Researchers suggest OpenAI trained AI models on paywalled O’Reilly books

CYBER SECURITYAIPRIVACY AND SAFETYSTARTUP

NEOCODE

4/2/20252 min read

a black and white photo of a sign that says privacy please

OpenAI has faced numerous accusations of using copyrighted material without permission to train its AI models. A new report by the AI Disclosures Project, a watchdog organization, alleges that the company has increasingly relied on non-public books that it did not license to develop its more advanced models.

AI models function as complex prediction engines, learning patterns from vast amounts of data—such as books, movies, and television shows—to generate content. When an AI model produces an essay on Greek tragedy or an illustration in the style of Studio Ghibli, it is synthesizing information from its training data rather than creating something entirely new.

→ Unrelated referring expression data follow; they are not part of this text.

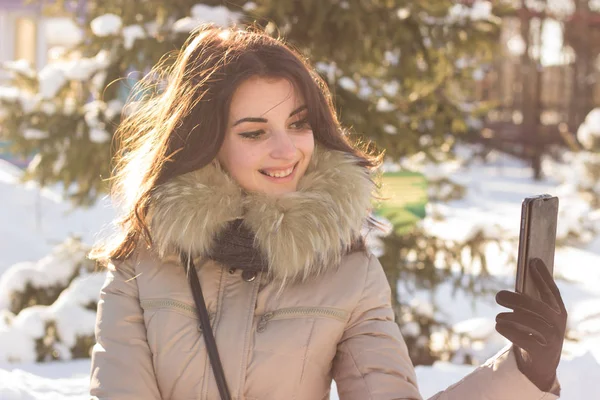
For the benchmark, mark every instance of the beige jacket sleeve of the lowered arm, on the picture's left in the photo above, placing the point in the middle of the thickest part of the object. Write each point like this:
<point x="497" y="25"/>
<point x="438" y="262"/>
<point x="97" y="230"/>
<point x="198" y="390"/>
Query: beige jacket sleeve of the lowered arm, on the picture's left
<point x="122" y="367"/>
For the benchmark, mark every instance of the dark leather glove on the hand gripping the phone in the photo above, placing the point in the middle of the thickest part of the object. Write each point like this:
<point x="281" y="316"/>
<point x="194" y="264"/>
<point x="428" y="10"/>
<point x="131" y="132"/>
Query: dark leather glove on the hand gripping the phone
<point x="536" y="328"/>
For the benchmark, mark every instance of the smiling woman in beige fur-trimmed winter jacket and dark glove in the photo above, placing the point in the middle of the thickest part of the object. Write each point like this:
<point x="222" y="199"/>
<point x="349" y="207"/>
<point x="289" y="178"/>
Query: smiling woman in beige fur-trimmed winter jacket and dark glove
<point x="240" y="172"/>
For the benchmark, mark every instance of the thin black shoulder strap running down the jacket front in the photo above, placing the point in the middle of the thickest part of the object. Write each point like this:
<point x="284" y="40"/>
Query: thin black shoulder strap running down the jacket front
<point x="209" y="339"/>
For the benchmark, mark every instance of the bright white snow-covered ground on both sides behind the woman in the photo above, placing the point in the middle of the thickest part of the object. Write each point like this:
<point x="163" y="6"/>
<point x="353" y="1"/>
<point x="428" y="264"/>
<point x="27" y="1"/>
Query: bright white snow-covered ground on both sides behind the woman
<point x="492" y="203"/>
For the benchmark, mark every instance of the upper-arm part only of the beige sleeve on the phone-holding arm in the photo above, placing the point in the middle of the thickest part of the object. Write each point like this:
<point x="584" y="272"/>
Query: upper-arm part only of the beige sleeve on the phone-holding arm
<point x="372" y="359"/>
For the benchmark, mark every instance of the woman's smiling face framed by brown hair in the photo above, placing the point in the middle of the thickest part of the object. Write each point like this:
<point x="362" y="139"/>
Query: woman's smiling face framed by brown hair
<point x="268" y="142"/>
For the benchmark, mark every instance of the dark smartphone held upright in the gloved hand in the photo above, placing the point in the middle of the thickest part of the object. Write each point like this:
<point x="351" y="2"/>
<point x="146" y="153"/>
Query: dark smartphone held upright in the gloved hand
<point x="539" y="217"/>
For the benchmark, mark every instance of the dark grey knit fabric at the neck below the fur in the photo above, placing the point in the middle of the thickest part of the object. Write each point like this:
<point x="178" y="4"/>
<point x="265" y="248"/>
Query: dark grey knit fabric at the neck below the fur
<point x="234" y="248"/>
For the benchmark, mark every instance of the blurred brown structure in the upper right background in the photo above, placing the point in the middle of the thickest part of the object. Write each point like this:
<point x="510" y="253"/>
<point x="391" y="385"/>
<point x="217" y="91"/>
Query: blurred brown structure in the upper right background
<point x="545" y="80"/>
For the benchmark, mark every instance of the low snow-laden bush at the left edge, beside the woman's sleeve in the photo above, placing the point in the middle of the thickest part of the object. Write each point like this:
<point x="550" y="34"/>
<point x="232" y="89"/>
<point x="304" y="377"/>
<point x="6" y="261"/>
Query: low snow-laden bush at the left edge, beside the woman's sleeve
<point x="48" y="307"/>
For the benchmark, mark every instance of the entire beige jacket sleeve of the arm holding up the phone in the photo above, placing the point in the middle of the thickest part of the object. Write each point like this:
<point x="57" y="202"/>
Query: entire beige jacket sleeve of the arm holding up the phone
<point x="372" y="360"/>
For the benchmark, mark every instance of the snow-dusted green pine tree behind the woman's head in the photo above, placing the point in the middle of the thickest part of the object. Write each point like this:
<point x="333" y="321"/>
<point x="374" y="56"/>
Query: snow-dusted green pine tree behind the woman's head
<point x="401" y="73"/>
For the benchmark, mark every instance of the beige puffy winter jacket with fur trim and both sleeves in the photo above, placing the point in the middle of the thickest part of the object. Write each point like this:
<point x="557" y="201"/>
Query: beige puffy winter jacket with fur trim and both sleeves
<point x="317" y="315"/>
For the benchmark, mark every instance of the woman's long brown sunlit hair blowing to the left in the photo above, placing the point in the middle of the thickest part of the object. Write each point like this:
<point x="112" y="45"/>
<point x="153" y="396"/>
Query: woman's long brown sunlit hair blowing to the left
<point x="181" y="129"/>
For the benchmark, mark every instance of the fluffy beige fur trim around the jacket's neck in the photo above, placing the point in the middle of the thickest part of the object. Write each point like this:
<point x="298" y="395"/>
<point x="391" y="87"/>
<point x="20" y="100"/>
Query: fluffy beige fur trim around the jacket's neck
<point x="301" y="234"/>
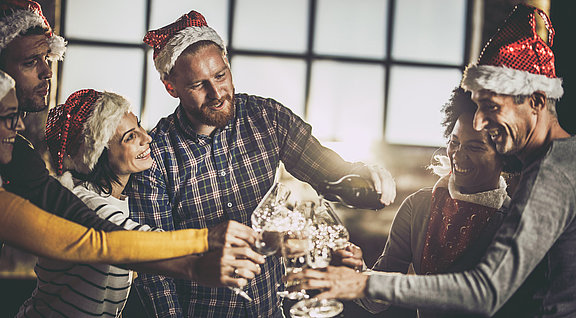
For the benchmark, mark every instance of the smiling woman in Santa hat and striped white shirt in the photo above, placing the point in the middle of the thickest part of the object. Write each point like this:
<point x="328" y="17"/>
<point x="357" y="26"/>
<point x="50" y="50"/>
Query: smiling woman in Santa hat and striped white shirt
<point x="96" y="143"/>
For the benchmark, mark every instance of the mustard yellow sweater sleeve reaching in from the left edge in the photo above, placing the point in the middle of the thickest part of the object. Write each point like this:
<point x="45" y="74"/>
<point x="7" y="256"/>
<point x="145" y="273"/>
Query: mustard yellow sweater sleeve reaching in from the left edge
<point x="24" y="225"/>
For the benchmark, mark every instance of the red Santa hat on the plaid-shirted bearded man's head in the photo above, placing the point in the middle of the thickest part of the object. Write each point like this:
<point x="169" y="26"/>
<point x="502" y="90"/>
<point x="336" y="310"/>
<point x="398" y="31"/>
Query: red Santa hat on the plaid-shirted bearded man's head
<point x="170" y="41"/>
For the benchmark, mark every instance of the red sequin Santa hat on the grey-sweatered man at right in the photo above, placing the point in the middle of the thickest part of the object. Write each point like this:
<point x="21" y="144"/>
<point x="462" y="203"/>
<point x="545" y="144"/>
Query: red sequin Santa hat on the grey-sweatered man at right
<point x="516" y="61"/>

As real-world data sources, particularly from the public web, become exhausted, AI labs, including OpenAI, have begun incorporating AI-generated content into their training sets. However, relying solely on synthetic data carries risks, including potential declines in model performance.

The report, published by the AI Disclosures Project—a nonprofit co-founded in 2024 by media executive Tim O’Reilly and economist Ilan Strauss—suggests that OpenAI may have trained its GPT-4o model using paywalled books from O’Reilly Media. Notably, O’Reilly Media does not have a licensing agreement with OpenAI.

“GPT-4o, OpenAI’s latest and most advanced model, demonstrates a significantly stronger recognition of paywalled O’Reilly book content compared to GPT-3.5 Turbo,” the report states. “By contrast, GPT-3.5 Turbo shows a higher recognition of publicly accessible O’Reilly book excerpts.”

The study used a technique called DE-COP, introduced in a 2024 academic paper, to detect copyrighted content within language models. Also known as a "membership inference attack," this method assesses whether a model can distinguish between original human-authored texts and AI-generated paraphrased versions. If the model consistently identifies the original text, it suggests that the content was likely part of its training data.

To test this hypothesis, the report’s authors—O’Reilly, Strauss, and AI researcher Sruly Rosenblat—examined OpenAI’s models, including GPT-4o and GPT-3.5 Turbo. Using 13,962 paragraph excerpts from 34 O’Reilly books, they estimated the probability that each excerpt had been included in the models’ training data.

The results indicate that GPT-4o exhibited a much greater familiarity with paywalled O’Reilly content than GPT-3.5 Turbo, even after accounting for factors such as improvements in model performance. According to the researchers, this suggests that GPT-4o likely had prior exposure to many non-public O’Reilly books published before its training cutoff date.

However, the authors acknowledge that their findings are not definitive. They concede that OpenAI could have obtained these book excerpts through users copying and pasting content into ChatGPT, rather than directly scraping the books. Furthermore, the study did not evaluate OpenAI’s latest models, such as GPT-4.5 and reasoning-focused models like o3-mini and o1, which may have different training data sources.

Despite the uncertainty, OpenAI’s approach to copyrighted material has been a point of contention. The company has pushed for more relaxed regulations regarding the use of copyrighted data in AI training and has sought high-quality data sources, even hiring journalists and domain experts to refine its models.

It is worth noting that OpenAI does pay for some of its training data. The company has licensing agreements with news publishers, social media platforms, and stock media providers. Additionally, OpenAI offers opt-out mechanisms that allow copyright holders to request the exclusion of their content, although these mechanisms have been criticized as imperfect.

As OpenAI continues to face multiple lawsuits over its data training practices and copyright policies in U.S. courts, the allegations from the O’Reilly report further fuel concerns about the company’s approach to intellectual property.

OpenAI has not responded to requests for comment on the matter.